Publicacao/Comunicacao
Intimação - Decisão
DECISÃO
AUTOR: ALESSANDRO GUAIN MICHELONI ADVOGADO do(a)
AUTOR: JOSE LUIZ RIBEIRO VIGNOLI - SP337436 ADVOGADO do(a)
AUTOR: JAQUELINE MUNHOZ DA SILVA - SP409139 ADVOGADO do(a)
AUTOR: FELIPE GUAIN MICHELONI - SP349347
REU: CAIXA ECONOMICA FEDERAL - CEF, PRO VERDE EMPREENDIMENTOS COMERCIAIS SPE LTDA ADVOGADO do(a)
REU: DIEGO MARTIGNONI - RS65244-A ADVOGADO do(a)

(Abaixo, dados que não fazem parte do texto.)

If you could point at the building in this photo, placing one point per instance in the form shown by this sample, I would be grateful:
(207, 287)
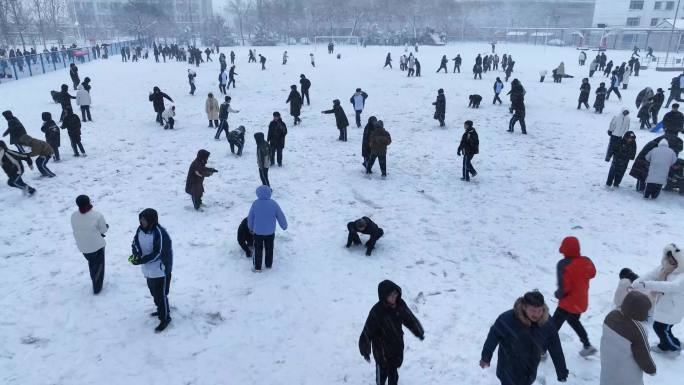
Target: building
(634, 13)
(98, 19)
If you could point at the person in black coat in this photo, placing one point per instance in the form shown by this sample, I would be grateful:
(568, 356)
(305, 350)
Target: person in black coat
(277, 130)
(305, 85)
(365, 141)
(585, 90)
(157, 98)
(14, 129)
(245, 238)
(51, 130)
(364, 226)
(624, 151)
(340, 119)
(440, 107)
(295, 100)
(523, 334)
(383, 335)
(469, 147)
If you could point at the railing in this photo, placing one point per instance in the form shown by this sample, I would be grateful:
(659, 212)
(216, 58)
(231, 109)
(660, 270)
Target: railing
(15, 68)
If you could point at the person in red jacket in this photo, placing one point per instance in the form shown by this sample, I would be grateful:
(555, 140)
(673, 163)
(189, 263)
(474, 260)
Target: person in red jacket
(574, 273)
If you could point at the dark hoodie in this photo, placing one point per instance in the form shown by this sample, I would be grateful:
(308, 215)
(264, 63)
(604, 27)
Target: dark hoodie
(198, 170)
(14, 127)
(382, 332)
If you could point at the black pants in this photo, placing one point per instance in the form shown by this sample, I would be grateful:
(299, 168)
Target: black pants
(85, 113)
(468, 168)
(222, 127)
(559, 318)
(652, 190)
(386, 375)
(262, 242)
(41, 163)
(668, 342)
(159, 291)
(276, 155)
(382, 159)
(615, 175)
(76, 144)
(96, 263)
(263, 174)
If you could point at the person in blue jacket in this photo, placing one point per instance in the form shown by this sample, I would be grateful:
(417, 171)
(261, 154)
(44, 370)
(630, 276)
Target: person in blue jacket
(523, 334)
(152, 249)
(261, 222)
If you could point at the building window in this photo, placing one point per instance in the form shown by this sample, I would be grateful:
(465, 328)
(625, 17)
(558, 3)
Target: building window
(636, 4)
(633, 21)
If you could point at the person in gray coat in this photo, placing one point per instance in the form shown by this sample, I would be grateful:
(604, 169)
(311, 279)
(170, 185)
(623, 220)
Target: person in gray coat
(660, 161)
(625, 352)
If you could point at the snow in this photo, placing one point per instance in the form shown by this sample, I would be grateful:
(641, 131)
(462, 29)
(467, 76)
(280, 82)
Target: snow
(462, 252)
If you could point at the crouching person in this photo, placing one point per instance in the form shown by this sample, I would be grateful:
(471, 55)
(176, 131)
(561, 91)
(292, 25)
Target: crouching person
(625, 353)
(522, 335)
(153, 250)
(364, 226)
(382, 333)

REU: ANTONIO BARONI NETO - SP85667 DECISÃO
PODER JUDICIÁRIO 1ª Vara Federal de Osasco Rua Avelino Lopes, 281/291, Centro, Osasco - SP - CEP: 06090-035 https://www.trf3.jus.br/balcao-virtual PROCEDIMENTO COMUM CÍVEL (7) Nº 5001970-38.2018.4.03.6130
Trata-se de embargos de declaração opostos por ALESSANDRO GUAIN MICHELONI (autor) contra a decisão de Id. 558700882, que indeferiu a produção de prova testemunhal e determinou a conclusão dos autos para sentença. O embargante sustenta a existência de omissão, uma vez que o Juízo não se manifestou sobre o pedido de quesitos complementares formulado em face do laudo pericial (Id. 422842673). Alega, ainda, contradição no indeferimento da prova testemunhal, argumentando que tal prova seria essencial para a aferição da extensão dos danos morais e materiais pleiteados. A corré PRO VERDE EMPREENDIMENTOS COMERCIAIS SPE LTDA apresentou manifestação, pugnando pela rejeição dos aclaratórios, sob o argumento de que a decisão foi clara e que o embargante busca apenas a rediscussão da matéria, conferindo caráter infringente ao recurso. A CAIXA ECONÔMICA FEDERAL (CEF) também impugnou os embargos, defendendo a inexistência de vícios na decisão e a inadequação da via eleita para a reforma do julgado. É o relatório. Decido. Os embargos são tempestivos e merecem parcial acolhimento. Nos termos do art. 1.022 do Código de Processo Civil, os embargos de declaração são cabíveis contra qualquer decisão judicial para esclarecer obscuridade, eliminar contradição, suprir omissão ou corrigir erro material. Assiste razão ao embargante quanto à omissão apontada. Compulsando os autos, verifica-se que, após a entrega do laudo pericial, a parte autora apresentou petição de Id. 422842673, contendo quesitos suplementares destinados a esclarecer pontos técnicos sobre a habitabilidade do imóvel e a natureza dos reparos necessários. Referido pleito possui amparo legal nos artigos 469 e 477, § 2º, do CPC, que impõem ao perito o dever de esclarecer pontos de divergência ou dúvida das partes. Por outro lado, não se vislumbra a alegada contradição no tocante ao indeferimento da prova testemunhal. A contradição que autoriza o manejo dos embargos é aquela verificada internamente, entre os fundamentos e a conclusão da própria decisão, e não entre o entendimento do magistrado e a tese defendida pela parte. No caso, o Juízo fundamentou adequadamente que a prova oral seria desnecessária diante do acervo técnico e pericial já constante nos autos. O inconformismo da parte quanto à utilidade da prova para apuração de danos morais deve ser veiculado por meio de recurso próprio, visto que os embargos de declaração não se prestam à reforma de decisões por simples discordância de mérito.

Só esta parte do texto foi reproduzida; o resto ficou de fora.